8 Daar overheen zullen zij een scharlaken kleed leggen en dat nog eens bedekken met dassenvellen. Daarna zullen zij de draagstokken in de ringen aan de tafel schuiven.
9 Dan moeten zij de kandelaar, de lampen, de snuiters, de bakjes en het reservoir met olijfolie bedekken met een hemelsblauw kleed.
10 Al deze voorwerpen zullen dan worden afgedekt met dassenvellen en deze bundel zal op een draagbaar worden gezet.
11 Daarna moeten zij het gouden altaar eerst met een hemelsblauw kleed en daarna met dassen vellen afdekken en de draagstokken door de ringen steken.
12 Alle overgebleven voorwerpen in de tabernakel moeten in een hemelsblauw kleed worden gewikkeld, afgedekt met dassenvellen en op de draagbaar worden gezet.
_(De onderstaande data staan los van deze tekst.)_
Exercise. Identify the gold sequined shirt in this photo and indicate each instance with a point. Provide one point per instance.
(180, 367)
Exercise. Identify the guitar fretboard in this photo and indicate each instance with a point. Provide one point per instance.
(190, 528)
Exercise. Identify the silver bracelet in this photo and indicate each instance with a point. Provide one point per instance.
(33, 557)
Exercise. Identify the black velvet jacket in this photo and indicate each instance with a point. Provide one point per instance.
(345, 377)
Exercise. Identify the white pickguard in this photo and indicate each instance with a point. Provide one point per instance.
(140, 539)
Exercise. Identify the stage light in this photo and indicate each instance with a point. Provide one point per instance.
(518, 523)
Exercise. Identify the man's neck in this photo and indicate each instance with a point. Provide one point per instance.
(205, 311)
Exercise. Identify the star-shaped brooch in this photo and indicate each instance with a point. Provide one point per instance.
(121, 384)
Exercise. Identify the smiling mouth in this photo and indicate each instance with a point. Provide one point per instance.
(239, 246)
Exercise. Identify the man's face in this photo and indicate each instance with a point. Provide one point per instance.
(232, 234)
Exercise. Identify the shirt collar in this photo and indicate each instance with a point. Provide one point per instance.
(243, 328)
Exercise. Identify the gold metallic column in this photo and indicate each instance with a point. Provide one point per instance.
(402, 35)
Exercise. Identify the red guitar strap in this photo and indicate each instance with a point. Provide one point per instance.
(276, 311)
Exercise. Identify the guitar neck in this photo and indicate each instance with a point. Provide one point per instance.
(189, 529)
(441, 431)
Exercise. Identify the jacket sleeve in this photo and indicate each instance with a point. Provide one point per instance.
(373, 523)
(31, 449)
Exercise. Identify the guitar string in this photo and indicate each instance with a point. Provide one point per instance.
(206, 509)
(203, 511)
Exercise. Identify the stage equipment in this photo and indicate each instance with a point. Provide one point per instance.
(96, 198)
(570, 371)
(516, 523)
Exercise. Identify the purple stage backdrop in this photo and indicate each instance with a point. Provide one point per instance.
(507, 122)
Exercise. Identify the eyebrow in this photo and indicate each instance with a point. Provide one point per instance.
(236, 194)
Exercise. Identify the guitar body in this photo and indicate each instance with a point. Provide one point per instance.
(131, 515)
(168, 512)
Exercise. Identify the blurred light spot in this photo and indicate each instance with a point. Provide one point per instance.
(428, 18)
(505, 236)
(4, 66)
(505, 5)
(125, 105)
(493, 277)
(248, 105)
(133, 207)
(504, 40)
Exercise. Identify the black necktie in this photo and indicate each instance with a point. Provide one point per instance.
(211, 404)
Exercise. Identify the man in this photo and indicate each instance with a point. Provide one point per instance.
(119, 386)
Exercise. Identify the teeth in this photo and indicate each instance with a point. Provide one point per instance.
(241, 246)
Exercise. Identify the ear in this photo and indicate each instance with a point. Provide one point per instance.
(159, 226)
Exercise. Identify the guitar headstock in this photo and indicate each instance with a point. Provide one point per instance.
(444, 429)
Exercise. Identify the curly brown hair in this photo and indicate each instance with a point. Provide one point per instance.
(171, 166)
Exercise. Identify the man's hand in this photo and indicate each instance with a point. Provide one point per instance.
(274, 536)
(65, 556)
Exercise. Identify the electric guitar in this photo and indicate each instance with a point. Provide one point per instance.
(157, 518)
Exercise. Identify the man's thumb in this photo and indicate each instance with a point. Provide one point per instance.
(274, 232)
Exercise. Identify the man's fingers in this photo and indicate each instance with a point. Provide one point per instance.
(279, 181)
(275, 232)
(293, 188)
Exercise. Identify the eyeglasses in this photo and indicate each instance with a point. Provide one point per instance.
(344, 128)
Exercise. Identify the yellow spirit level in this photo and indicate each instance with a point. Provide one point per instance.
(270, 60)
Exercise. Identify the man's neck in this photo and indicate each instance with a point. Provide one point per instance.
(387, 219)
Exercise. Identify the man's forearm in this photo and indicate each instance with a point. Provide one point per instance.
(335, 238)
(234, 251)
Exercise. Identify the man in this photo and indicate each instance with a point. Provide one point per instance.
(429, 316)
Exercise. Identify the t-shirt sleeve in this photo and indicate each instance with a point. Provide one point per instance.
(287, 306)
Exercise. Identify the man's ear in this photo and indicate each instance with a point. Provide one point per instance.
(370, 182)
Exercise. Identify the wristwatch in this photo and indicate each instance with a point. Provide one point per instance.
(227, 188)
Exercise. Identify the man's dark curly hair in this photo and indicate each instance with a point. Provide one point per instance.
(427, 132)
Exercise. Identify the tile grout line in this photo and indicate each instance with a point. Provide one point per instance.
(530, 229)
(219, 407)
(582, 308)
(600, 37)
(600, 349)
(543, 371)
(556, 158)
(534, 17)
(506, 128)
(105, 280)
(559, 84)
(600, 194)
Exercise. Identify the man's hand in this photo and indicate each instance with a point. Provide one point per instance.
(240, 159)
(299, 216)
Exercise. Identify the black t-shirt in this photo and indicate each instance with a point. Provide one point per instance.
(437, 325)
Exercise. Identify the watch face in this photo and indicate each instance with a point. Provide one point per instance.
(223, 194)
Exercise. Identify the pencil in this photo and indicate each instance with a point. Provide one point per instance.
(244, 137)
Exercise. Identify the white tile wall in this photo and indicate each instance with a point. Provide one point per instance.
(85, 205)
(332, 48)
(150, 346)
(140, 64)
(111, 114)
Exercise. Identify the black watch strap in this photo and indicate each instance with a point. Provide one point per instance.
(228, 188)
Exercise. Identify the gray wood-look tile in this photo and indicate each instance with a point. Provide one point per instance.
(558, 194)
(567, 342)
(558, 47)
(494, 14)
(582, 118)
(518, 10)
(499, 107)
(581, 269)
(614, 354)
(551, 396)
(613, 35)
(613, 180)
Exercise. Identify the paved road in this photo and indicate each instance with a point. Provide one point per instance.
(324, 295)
13 De as moet van het altaar worden verwijderd, waarna het altaar zal worden afgedekt met een roodpurperen kleed.
14 Alle toebehoren van het altaar moeten op dat kleed worden gelegd—de vuurpannen, de vorken, de scheppen en de schalen—en daar overheen zal een afdekking van dassenvellen komen te liggen. Ten slotte moeten dan de draagstokken worden aangebracht.